With no great prodding from the moderator, Roger Rosenblatt, the three rush headlong into a lively and altogether jovial session of Let's Find Out, offering the assembled spectators a detailed glimpse into their methodologies of watching, 'reading' and writing about different modalities of cinema. In order to maintain the cultural lie that one form of expression in this realm is quantitatively different from another (thereby sanctioning an artificial segmentation and . . . dare I say it . . . segregation of the filmgoing audience), three films are selected for the panel to hash over: Martin Ritt's Hud, Fellini's Otto e mezzo and Alain Resnais' Muriel.

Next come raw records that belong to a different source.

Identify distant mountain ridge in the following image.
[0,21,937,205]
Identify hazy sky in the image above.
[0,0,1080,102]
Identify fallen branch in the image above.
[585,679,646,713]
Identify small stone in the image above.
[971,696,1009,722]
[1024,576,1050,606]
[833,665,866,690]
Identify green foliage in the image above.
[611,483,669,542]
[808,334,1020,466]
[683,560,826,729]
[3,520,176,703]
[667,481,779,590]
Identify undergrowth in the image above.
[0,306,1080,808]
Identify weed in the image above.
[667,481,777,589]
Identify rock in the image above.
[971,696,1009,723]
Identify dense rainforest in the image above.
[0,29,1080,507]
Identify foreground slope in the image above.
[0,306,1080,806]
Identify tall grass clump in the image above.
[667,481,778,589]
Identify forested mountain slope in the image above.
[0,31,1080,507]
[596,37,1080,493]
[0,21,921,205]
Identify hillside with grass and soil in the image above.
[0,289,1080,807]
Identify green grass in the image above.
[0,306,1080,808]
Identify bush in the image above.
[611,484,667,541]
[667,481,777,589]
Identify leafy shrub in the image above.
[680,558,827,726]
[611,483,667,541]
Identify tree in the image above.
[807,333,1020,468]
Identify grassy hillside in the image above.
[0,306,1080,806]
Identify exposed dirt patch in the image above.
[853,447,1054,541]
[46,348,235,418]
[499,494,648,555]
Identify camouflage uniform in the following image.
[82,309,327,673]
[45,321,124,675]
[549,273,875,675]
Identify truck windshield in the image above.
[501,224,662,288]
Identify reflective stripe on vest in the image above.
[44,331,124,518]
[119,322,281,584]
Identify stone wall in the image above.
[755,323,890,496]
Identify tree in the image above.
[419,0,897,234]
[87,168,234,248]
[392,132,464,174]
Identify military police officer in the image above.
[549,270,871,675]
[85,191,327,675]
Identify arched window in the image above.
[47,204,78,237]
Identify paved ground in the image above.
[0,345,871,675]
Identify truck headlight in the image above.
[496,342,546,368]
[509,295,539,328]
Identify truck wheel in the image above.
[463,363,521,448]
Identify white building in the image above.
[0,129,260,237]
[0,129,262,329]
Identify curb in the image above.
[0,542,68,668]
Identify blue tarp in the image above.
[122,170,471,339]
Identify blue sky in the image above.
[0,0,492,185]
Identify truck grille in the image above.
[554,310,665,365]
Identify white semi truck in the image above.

What insight one can wrest from this event's format is anyone's guess, but it brings out the best in its three principals. And that's not a minor accomplishment.
By turns comic (Macdonald and Simon's chiding of Kael for her preoccupation with the American Experience as it is reflected in our cinema; Kael's flat-out dismissal of any film that bores her), vicious (Simon's brutalization of Satyajit Ray) and well-targeted (Macdonald launching a tactical assault upon Andrew Sarris's critical approach a good four decades before beating up on the guy became fashionable), this is a phenomenal document from that heady first decade of American Cinephilia, when film critics could engage one another before the public without either coming away diminished; before Gene Siskel and Roger Ebert went on television and turned the whole thing into a demented sitcom whose final episode we shall not live to see.
My deepest thanks to David Oberman for providing me with this recording.